Special CMX Seminar
I am a Ph.D. student in the Division of Applied Mathematics at Brown University. I earned my Bachelor's in Mechanical Engineering from the Universidad de las Fuerzas Armadas ESPE in Ecuador. My research journey began as an undergraduate when I collaborated remotely with the University at Buffalo on several projects, exploring machine learning modeling of physical systems. Since 2022, I have been working under the mentorship of Prof. George Karniadakis, delving into the realm of scientific machine learning (SciML). My research focuses on obtaining reliable and stable machine learning methods to study and understand complex physical systems that cannot be analyzed using traditional methods (e.g., cerebrospinal fluid). To this end, I am currently developing optimization methods for physics-informed neural networks and artificial intelligence velocimetry (AIV).

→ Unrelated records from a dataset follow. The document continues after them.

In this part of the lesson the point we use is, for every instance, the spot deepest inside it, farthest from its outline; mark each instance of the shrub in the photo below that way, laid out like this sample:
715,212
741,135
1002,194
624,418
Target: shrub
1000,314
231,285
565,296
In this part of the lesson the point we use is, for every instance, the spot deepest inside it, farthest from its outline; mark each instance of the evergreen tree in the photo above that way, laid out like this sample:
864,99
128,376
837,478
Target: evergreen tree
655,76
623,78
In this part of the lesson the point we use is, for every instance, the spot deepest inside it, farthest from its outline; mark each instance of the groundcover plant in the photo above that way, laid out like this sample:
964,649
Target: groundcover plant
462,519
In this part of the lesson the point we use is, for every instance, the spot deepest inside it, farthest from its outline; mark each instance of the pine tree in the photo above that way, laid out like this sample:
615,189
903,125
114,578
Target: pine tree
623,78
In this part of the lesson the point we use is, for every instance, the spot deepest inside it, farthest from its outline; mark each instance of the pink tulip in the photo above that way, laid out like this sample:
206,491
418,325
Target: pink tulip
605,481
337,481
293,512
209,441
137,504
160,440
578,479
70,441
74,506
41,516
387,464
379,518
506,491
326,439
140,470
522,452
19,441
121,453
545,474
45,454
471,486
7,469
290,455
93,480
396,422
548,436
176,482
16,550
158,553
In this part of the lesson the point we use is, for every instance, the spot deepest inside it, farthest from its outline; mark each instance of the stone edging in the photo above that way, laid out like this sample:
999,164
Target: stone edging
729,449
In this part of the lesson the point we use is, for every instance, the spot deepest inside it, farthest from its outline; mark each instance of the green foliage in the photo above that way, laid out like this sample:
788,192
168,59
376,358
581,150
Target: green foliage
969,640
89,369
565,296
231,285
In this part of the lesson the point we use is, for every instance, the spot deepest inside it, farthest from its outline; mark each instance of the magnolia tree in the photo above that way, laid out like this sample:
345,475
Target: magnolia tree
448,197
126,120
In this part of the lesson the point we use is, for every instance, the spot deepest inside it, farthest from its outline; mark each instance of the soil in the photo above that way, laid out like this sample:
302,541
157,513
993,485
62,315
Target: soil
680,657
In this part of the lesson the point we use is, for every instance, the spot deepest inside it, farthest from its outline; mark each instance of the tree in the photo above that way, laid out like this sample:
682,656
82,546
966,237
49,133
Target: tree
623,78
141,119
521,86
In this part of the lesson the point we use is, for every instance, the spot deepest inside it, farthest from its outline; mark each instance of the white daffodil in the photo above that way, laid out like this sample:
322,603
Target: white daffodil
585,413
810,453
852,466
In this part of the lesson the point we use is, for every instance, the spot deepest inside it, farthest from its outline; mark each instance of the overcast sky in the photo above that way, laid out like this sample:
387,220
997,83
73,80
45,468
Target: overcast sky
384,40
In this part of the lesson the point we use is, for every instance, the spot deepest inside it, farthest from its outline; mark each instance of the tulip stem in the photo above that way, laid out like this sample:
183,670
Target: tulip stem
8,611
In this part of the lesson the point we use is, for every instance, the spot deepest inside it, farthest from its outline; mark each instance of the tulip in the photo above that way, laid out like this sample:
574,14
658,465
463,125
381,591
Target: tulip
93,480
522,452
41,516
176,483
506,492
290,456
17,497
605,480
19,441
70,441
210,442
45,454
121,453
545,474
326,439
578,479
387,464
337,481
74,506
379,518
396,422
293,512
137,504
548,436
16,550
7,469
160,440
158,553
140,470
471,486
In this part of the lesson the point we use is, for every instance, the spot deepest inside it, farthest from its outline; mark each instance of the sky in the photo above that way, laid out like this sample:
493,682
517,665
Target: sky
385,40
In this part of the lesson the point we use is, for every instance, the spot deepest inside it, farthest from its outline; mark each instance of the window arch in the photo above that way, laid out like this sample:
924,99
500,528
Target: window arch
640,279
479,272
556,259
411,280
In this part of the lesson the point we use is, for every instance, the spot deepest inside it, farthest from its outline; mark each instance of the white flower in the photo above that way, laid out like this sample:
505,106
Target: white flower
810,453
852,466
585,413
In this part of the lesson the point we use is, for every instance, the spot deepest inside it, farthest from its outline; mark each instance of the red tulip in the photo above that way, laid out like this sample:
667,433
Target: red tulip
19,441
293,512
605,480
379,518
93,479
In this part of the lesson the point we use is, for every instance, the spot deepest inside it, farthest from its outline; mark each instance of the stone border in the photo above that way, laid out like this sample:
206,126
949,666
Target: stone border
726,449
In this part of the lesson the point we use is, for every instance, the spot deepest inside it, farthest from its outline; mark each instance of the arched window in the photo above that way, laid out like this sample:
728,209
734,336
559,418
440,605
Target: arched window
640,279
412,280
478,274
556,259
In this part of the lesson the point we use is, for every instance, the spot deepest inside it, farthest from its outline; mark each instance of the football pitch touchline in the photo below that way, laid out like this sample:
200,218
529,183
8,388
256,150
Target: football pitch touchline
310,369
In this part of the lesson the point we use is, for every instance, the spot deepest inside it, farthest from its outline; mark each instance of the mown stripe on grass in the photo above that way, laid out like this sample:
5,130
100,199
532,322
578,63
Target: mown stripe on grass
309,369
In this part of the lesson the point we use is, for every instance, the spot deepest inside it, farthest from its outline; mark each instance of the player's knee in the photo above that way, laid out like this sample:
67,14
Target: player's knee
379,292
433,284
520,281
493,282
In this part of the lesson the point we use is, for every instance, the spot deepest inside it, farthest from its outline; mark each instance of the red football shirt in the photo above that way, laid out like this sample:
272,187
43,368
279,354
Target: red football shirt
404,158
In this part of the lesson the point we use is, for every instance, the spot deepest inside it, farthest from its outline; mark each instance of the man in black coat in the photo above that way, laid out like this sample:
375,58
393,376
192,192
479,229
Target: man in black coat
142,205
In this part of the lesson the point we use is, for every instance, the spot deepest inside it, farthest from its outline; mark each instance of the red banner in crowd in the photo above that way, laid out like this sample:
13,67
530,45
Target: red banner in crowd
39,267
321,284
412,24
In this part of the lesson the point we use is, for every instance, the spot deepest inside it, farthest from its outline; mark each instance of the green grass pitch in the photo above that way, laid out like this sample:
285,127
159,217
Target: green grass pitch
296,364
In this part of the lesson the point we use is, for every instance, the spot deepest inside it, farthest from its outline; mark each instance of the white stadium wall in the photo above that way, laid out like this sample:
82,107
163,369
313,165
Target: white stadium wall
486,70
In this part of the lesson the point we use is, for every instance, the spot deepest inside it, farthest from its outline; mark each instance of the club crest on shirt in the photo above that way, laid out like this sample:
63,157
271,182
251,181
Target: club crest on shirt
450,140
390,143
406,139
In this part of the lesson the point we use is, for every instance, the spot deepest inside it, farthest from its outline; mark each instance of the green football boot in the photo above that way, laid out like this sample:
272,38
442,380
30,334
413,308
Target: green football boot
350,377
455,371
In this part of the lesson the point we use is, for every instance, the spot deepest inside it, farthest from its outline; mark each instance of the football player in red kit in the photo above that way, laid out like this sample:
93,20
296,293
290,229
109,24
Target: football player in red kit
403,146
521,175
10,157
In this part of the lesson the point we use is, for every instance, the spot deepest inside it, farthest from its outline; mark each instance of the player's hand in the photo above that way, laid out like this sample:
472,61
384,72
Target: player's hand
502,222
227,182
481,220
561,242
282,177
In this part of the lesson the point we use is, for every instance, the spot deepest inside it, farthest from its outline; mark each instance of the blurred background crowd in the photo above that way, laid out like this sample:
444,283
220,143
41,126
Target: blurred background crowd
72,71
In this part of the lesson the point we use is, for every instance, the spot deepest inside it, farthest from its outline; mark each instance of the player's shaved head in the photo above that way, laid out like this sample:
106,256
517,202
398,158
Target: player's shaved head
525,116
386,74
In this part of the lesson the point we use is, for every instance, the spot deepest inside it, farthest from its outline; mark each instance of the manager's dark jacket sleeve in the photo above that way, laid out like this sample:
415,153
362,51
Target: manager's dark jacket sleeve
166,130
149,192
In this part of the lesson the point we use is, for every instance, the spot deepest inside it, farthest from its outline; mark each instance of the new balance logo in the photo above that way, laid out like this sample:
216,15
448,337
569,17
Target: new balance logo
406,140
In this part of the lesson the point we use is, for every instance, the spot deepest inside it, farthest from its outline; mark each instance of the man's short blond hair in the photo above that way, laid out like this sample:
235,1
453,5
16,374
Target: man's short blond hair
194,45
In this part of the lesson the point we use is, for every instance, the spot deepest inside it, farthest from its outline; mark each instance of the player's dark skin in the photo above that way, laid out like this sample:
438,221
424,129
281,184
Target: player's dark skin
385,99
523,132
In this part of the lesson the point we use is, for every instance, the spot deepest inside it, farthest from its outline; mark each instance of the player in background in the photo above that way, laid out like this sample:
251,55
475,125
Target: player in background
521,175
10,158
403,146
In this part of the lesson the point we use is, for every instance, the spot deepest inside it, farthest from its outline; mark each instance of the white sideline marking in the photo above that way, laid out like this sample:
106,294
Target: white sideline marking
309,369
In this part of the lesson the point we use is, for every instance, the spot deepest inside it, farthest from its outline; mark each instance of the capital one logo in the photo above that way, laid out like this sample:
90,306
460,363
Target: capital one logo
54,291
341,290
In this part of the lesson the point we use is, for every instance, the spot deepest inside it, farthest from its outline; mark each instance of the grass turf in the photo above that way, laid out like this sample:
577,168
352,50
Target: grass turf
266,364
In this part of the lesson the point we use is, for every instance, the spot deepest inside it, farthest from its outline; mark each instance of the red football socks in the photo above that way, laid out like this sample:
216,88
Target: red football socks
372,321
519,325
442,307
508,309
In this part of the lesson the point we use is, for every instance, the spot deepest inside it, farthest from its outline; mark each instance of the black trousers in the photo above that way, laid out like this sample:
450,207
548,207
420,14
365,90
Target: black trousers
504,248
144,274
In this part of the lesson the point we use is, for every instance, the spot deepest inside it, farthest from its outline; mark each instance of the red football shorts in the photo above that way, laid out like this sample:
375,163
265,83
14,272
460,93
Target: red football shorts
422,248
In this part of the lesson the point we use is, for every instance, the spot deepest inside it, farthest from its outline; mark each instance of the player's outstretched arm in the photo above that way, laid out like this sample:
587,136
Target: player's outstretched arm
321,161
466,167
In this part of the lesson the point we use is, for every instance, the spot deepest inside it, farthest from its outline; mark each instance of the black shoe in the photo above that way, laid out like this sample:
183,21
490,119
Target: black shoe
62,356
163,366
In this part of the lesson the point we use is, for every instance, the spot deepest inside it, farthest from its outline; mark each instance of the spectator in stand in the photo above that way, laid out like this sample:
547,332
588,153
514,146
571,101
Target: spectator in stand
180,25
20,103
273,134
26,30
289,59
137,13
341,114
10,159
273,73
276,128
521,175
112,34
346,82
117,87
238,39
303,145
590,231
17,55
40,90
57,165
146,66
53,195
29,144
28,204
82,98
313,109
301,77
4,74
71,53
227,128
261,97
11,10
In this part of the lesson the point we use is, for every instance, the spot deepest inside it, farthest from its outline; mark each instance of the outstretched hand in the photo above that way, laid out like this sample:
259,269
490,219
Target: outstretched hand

We propose the Artificial Intelligence Velocimetry-Thermometry (AIVT) method to infer hidden temperature fields from experimental turbulent velocity data. This physics-informed machine learning method enables us to infer continuous temperature fields using only sparse velocity data, eliminating the need for direct temperature measurements. Specifically, AIVT is based on physics-informed Kolmogorov-Arnold Networks (not neural networks) and is trained by optimizing a combined loss function that minimizes the residuals of the velocity data, boundary conditions, and governing equations. We apply AIVT to a unique set of experimental volumetric and simultaneous temperature and velocity data of Rayleigh-BĂ©nard convection (RBC) acquired by combining Particle Image Thermometry and Lagrangian Particle Tracking. This allows us to directly compare AIVT predictions with measurements. We demonstrate the ability to reconstruct and infer continuous and instantaneous velocity and temperature fields from sparse experimental data at a fidelity comparable to direct numerical simulations (DNS) of turbulence. This, in turn, enables us to compute important quantities for quantifying turbulence, such as fluctuations, viscous and thermal dissipation, and QR distribution. This paradigm shift in processing experimental data using AIVT to infer turbulent fields at DNS-level fidelity offers a promising approach for advancing quantitative understanding of turbulence at high Reynolds numbers, where DNS is computationally infeasible.